Face au « gangster » meurtrier qu’est Poutine, le choix courageux de Navalny a donc été de témoigner directement par ses actes et son défi au pouvoir, sur place et non en exil, et, par là-même de nous inciter à témoigner, à dénoncer les iniquités, les abus de pouvoir, à ne pas désespérer totalement puisqu’il reste la faculté de témoigner…
Au lendemain de la mort suspecte de Navalny, repensons à ce qu’il a dit en 2022 au cinéaste canadien Daniel Roher qui a réalisé un film sur lui Daniel Roger Navalny :
« N’abandonnez pas. Si cela se produit, s’ils décident de me tuer, cela veut dire que nous sommes incroyablement forts. » (Cité dans Le Monde du lundi 19 février 2024, p.3).
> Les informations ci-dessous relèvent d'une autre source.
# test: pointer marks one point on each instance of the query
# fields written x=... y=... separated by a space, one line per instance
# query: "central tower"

Sa force : il n’avait pas peur, et c’est ce dont il témoigne devant ses concitoyens et tous les citoyens du monde. « N’ayez pas peur » de dénoncer l’autocratie de Poutine et autres dictateurs, les guerres criminelles en Ukraine, à Gaza, après celles de Syrie, d’Irak, d’Afghanistan, de Tchétchénie, etc. et n’ayez pas peur de dénoncer le pillage des ressources au profit des ploutocrates.
Et pour mesurer la force de témoignage de l’art, réécoutons la 13e Symphonie de Chostakovitch, Babi Yar, dont le quatrième mouvement s’intitule « Peurs » et le cinquième « Une Carrière », une évasion possible de l’emprise du système soviétique.